Dear Package contributor,

This is the automated single package builder at bioconductor.org.

Your package has been built on Linux, Mac, and Windows.

On one or more platforms, the build results were: "ERROR, WARNINGS". This may mean there is a problem with the package that you need to fix. Or it may mean that there is a problem with the build system itself.

Please see the build report for more details.

wleoncio commented 4 years ago

The warnings are quite minor ("update R from 3.6 to 4.0", "add blank line to end of the file") and I am ready to push the fixes to master. But I am a bit stumped about the Windows error:

 ** byte-compile and prepare package for lazy loading
 Error: .onLoad failed in loadNamespace() for 'rJava', details:
  call: library.dynam("rJava", pkgname, libname)
  error: DLL 'rJava' not found: maybe not installed for this architecture?
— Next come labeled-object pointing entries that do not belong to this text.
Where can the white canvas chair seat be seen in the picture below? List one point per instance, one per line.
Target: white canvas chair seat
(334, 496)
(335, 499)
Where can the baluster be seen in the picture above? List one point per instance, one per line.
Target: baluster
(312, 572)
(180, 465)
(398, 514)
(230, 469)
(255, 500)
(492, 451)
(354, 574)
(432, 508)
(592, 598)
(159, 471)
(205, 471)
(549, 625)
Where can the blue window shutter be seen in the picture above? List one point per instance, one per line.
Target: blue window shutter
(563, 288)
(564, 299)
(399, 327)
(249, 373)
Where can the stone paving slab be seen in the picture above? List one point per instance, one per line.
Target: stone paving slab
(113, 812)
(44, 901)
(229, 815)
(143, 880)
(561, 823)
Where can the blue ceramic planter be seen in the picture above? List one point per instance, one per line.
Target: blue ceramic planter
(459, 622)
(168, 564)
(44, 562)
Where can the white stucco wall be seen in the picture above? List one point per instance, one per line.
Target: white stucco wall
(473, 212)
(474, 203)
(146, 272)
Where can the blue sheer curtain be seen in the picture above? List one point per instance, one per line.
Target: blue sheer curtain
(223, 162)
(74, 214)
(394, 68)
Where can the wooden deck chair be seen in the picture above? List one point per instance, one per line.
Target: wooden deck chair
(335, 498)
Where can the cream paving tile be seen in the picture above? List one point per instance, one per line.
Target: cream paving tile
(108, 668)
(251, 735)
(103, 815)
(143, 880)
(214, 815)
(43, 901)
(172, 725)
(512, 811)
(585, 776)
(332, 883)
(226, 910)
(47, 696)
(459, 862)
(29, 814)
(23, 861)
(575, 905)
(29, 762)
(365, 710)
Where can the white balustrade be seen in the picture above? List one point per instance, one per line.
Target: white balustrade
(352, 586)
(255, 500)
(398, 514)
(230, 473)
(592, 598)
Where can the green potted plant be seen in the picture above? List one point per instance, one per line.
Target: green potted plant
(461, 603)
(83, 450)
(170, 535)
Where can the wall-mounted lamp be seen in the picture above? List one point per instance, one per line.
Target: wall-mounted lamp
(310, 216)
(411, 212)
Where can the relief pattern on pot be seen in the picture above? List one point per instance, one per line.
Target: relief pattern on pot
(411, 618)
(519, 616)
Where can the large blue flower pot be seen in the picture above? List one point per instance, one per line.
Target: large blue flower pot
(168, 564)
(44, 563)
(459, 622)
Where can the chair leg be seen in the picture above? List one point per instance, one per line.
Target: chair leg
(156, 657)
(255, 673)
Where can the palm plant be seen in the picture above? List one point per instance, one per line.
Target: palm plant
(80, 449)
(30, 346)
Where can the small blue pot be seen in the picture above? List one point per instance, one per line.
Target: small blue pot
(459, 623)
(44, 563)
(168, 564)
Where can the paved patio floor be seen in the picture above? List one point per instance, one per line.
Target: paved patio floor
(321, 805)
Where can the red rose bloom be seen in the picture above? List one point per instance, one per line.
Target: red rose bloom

Should I worry about this or is this likely to be a fluke?

lshep commented 4 years ago

I reinstalled rJava yesterday afternoon on the builders so you should hopefully not have this issue anymore

bioc-issue-bot commented 4 years ago

Received a valid push; starting a build. Commits are:

d330b0b Merge branch 'release-1.0' into dev b344e08 Merge commit 'f1e4c1f1a03b4b93b90d51a9525ed1cf681b... b262e65 Added Travis caching for quicker builds 86c1d03 Solved minor warnings on Linux Bioc check 892b9b4 Version bump a14ae86 Merge branch 'release-1.0' into dev 52f7010 Removed bioc-release (package now requires R 4.0) 097867a Changed Travis cache parameters f401c0f Merge branch 'master' into release-1.0 4854560 Merge pull request #8 from ocbe-uio/release-1.0 B...

bioc-issue-bot commented 4 years ago

Dear Package contributor,

This is the automated single package builder at bioconductor.org.

Your package has been built on Linux, Mac, and Windows.

On one or more platforms, the build results were: "TIMEOUT, WARNINGS". This may mean there is a problem with the package that you need to fix. Or it may mean that there is a problem with the build system itself.

Please see the build report for more details.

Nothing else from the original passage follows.